In the news: What girls experience

In India, sexual harassment on the street, through mobile phones and SMSes are often pushed under the carpet as "minor irritants". With the increase in mobile phone usage all around the country, the rising cases are predictable offshoots in a society where women are already vulnerable in public spaces. The results of surveys like these must definitely be taken up by concerned governmental bodies and acted upon. Stronger legislation for instance, and public education on the same are good places to start.



A recent survey by Plan India, a non-government body working to promote the cause of child rights, has come up with disturbing findings. It shows teen girls in non-metropolitan cities get a far higher rate of obscene calls and text messages on their cellphones than their counterparts in places such as Delhi or Mumbai. It is, expectedly, a general problem; a third of the 10,000 girls surveyed across 10 of our cities (across classes and income levels) reported having got obscene calls or messages. But the proportion was as much as 75 per cent in Bhubaneswar, for instance, and 65 per cent in Hyderabad (it was 28 per cent in Bangalore). Our Andhra Pradesh editions have been reporting a spate of incidents where young men or male students seem to think it their right to harm or even kill girls who spurn them or have turned away after once being friends; not one seems to believe it was a wrong thing to do. It would be an all-India problem; our boys seem to be growing up with some funny ideas of what the other sex is about. The Plan India survey reported 77 per cent of the girls saying eve-teasing, the quaintly Indian phrase for what is known as sexual harassment elsewhere, was the biggest challenge they faced in urban spaces. And, that 74 per cent felt most vulnerable in public areas.

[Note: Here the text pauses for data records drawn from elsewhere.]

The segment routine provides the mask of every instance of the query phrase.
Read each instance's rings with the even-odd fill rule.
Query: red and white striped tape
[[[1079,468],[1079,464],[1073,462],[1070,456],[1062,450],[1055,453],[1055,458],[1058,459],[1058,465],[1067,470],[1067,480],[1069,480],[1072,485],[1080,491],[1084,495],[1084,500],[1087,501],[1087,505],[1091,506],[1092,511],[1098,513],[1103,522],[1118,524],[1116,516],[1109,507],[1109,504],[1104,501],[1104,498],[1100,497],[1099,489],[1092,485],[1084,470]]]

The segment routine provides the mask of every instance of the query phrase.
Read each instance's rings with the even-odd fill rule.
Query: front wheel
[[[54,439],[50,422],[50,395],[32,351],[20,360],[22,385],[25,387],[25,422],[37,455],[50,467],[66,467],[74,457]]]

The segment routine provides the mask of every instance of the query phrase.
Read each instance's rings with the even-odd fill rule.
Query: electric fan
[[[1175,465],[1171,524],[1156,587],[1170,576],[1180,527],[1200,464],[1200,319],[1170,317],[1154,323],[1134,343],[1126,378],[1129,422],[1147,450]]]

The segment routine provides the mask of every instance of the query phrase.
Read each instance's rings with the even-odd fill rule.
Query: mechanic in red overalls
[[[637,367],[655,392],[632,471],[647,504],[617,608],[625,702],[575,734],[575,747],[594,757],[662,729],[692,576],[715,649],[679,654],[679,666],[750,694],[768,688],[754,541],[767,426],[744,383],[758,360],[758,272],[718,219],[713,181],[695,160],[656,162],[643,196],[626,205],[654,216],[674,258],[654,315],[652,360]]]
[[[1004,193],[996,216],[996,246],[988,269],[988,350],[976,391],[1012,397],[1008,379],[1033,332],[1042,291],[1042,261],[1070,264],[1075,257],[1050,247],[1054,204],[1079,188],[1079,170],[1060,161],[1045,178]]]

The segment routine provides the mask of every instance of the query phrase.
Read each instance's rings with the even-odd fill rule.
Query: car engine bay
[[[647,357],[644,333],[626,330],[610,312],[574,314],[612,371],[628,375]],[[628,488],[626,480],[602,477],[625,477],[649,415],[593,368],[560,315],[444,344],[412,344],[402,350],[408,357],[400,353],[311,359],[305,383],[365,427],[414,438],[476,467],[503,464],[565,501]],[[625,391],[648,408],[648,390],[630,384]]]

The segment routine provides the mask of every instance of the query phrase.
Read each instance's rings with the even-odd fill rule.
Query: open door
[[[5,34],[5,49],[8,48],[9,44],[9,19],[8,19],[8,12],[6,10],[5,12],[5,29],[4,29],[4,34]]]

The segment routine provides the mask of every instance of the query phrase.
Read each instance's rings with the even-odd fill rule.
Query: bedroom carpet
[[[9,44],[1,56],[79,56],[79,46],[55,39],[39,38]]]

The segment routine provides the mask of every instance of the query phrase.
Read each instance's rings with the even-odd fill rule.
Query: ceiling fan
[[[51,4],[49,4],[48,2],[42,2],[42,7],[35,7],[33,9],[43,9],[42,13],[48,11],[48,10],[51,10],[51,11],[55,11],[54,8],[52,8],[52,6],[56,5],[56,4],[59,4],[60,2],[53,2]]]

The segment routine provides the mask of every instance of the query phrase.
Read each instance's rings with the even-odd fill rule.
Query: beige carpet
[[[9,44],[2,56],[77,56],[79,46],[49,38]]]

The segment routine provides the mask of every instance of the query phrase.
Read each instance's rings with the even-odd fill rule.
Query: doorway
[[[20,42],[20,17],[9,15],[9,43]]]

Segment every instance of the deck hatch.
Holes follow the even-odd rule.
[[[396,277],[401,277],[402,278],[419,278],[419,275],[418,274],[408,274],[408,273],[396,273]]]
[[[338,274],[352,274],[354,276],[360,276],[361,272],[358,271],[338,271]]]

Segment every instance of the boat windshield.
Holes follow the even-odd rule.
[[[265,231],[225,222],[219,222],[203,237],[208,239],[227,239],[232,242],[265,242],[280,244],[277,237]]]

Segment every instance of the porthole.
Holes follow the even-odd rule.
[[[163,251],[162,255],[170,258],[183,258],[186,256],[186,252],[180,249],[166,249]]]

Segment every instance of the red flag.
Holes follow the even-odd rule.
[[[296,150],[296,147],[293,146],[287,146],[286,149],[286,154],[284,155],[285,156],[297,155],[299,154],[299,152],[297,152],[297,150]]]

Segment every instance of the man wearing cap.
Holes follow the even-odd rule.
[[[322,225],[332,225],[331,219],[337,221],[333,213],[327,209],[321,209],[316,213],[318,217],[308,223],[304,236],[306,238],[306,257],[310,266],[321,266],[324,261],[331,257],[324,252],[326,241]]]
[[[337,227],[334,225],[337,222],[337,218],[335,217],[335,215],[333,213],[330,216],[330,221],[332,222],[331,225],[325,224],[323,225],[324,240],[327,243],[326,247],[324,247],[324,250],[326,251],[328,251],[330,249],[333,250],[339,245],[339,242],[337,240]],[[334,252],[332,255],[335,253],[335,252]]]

Close to half said they coped with harassment by ignoring it, a response which says a lot on our systems of involvement and redress. All these and related findings should raise questions in every family; preferably, these should be discussed with teenagers in the home. It is clear that the high proportion of harassment via the cellphone is due to ease and anonymity; apart from equipping our daughters to cope with these, we do need to consider the attitudes in question and where these would lead. It is certainly clear that both families and schools need to do a far better job in instilling the need to respect other human beings and their feelings, in public and private. Assuming the problem will go if ignored won’t do; it, clearly, is the response of many adults. Families apart, there is room for much action by others. Civic agencies, for instance, need to sit down with experts and women’s groups to address that high proportion of vulnerability in public spaces. Surveys like this need to be acted on, not archived.



1 comment:

  1. I think the only way out of this situation is to convince women that they are in power of deciding how much or how less they want to be affected by the crap that happens to them. And by that, I don't mean ignore sexual harassment. I mean empowering themselves mentally and emotionally to cope with it and make themselves feel in control rather than feel vulnerable. For instance, I heard this story about a girl who died in the Tsunami because she was bathing naked in her bathroom and she couldn't bring herself to run out naked. I believe real empowerment can happen only if you free yourself of all these society-imposed constraints that you've taken in. Because we can go on and on talking but the other side is barely listening. We need laws, yes...but we also need to be convinced of our own power. The power to decide how much of the outside world you're going to let dictate your life.

    I seriously doubt that we're ever going to be a civil society that has men who behave....everything we see around us only proves that. There are probably more perverts around than ever before and it's not likely to change. I'd say we should put ourselves in the driving seat...because unless another World War starts and all the men go away to kill each other, women are going to be classified 'to be protected' and that is the problem.